O Irã avisou, esta segunda-feira, que os seus inimigos não estarão a salvo nem sequer dentro das suas casas e a Guarda Revolucionária garantiu também que o país vai continuar lutando “até que o inimigo seja derrotado”.
O Irã avisou, nesta segunda-feira, que seus inimigos não estarão seguros nem mesmo dentro de suas próprias casas. A Guarda Revolucionária do Irã afirmou que as recentes perdas — do líder supremo e de outros altos funcionários — “não abalaram o Irã; pelo contrário, o fortaleceram”, informou a emissora estatal da República Islâmica do Irã (IRIB), citada pela CNN Internacional.
A Guarda Revolucionária também garantiu que o Irã continuará a lutar “até que o inimigo seja derrotado”.
“O inimigo deve saber que seus dias de glória acabaram e que não estará seguro em nenhum lugar do mundo, nem mesmo em suas próprias casas”, prometeram.
Também nesta tarde, o presidente iraniano, Massoud Pezeshkian, afirmou que Teerã “não ficará em silêncio” após o que descreveu como ataques premeditados contra uma escola e um hospital, atribuídos a Israel e aos Estados Unidos.

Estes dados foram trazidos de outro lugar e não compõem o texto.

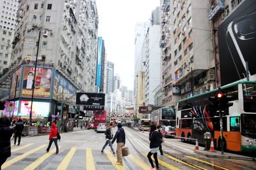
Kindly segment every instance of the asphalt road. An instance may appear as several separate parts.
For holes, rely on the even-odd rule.
[[[117,129],[114,128],[114,132]],[[12,157],[3,169],[150,169],[147,158],[149,151],[148,132],[125,128],[126,146],[131,154],[124,157],[124,166],[116,166],[116,155],[109,146],[100,152],[105,142],[104,133],[83,130],[61,134],[60,153],[55,154],[52,143],[46,153],[49,136],[23,137],[20,146],[12,145]],[[178,139],[166,139],[163,144],[164,156],[159,160],[160,169],[255,169],[255,162],[209,158],[194,152],[195,146]],[[13,143],[13,139],[12,141]],[[113,145],[116,148],[116,143]],[[200,149],[203,149],[200,147]],[[52,151],[51,151],[52,150]]]

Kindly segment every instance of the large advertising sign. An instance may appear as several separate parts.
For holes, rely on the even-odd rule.
[[[244,1],[218,27],[221,86],[256,74],[256,2]]]
[[[31,108],[31,101],[20,102],[20,111],[18,116],[29,117]],[[50,110],[50,103],[46,102],[33,102],[32,117],[47,117]],[[17,115],[16,115],[17,116]]]
[[[31,97],[35,67],[25,66],[23,75],[22,96]],[[52,71],[51,68],[36,67],[34,97],[49,99]]]
[[[76,104],[84,105],[84,110],[102,110],[105,105],[104,93],[77,93]]]
[[[19,92],[20,88],[20,78],[21,77],[21,67],[17,69],[13,72],[12,76],[11,90],[10,92],[10,99],[15,97],[19,97]],[[15,93],[16,88],[16,93]]]
[[[76,101],[77,89],[74,85],[63,77],[58,71],[55,72],[52,98],[56,101],[68,100]]]
[[[102,60],[103,40],[102,37],[98,38],[98,57],[97,59],[96,85],[100,87],[101,67]]]

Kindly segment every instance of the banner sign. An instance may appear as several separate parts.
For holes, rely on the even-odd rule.
[[[140,106],[139,113],[151,113],[153,111],[160,109],[161,107]]]
[[[25,66],[23,75],[22,96],[31,97],[35,67]],[[36,67],[34,97],[50,98],[52,71],[51,68]]]
[[[77,105],[84,105],[85,110],[104,110],[105,94],[77,93],[76,104]],[[95,107],[98,107],[99,108],[94,109]],[[100,107],[102,107],[102,108],[100,109]]]

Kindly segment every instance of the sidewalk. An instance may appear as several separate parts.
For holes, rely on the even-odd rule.
[[[195,150],[194,151],[198,154],[202,155],[208,157],[239,159],[256,162],[256,158],[249,157],[226,152],[224,152],[224,154],[222,155],[221,152],[218,150],[216,150],[214,152],[209,152],[209,150]]]

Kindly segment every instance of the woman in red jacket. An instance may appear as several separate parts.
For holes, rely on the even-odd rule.
[[[58,139],[57,139],[57,132],[58,132],[58,128],[56,127],[54,123],[52,123],[50,132],[50,136],[49,136],[49,146],[46,149],[46,152],[48,152],[50,150],[51,146],[52,145],[52,142],[54,142],[55,146],[56,147],[56,154],[59,153],[59,147],[58,146]]]

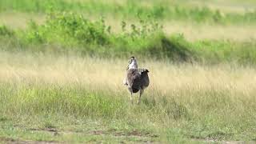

“Ataques contra hospitais são ataques à própria vida. Ataques contra escolas miram o futuro de uma nação (…) O mundo deve condenar esses atos”, escreveu Pezeshkian na rede X, acrescentando que “o Irã não ficará em silêncio e não cederá diante desses crimes”.
Vale lembrar que este é o terceiro dia de ataques conjuntos dos Estados Unidos e de Israel contra o Irã. Os dois países lançaram, no sábado, uma ofensiva militar contra o Irã para “eliminar ameaças iminentes do regime iraniano”, e Teerã respondeu com mísseis e drones contra bases norte-americanas na região do Golfo e alvos israelenses.
O Irã já confirmou a morte do aiatolá Ali Khamenei, líder supremo do país desde 1989, e decretou um período de luto de 40 dias. Até o momento, pelo menos 555 pessoas morreram no Irã desde o início dos ataques, segundo a organização humanitária Crescente Vermelho iraniano, e o Exército dos Estados Unidos confirmou a morte de três militares norte-americanos.
Portugal, França, Alemanha e Reino Unido condenaram os ataques iranianos contra países vizinhos.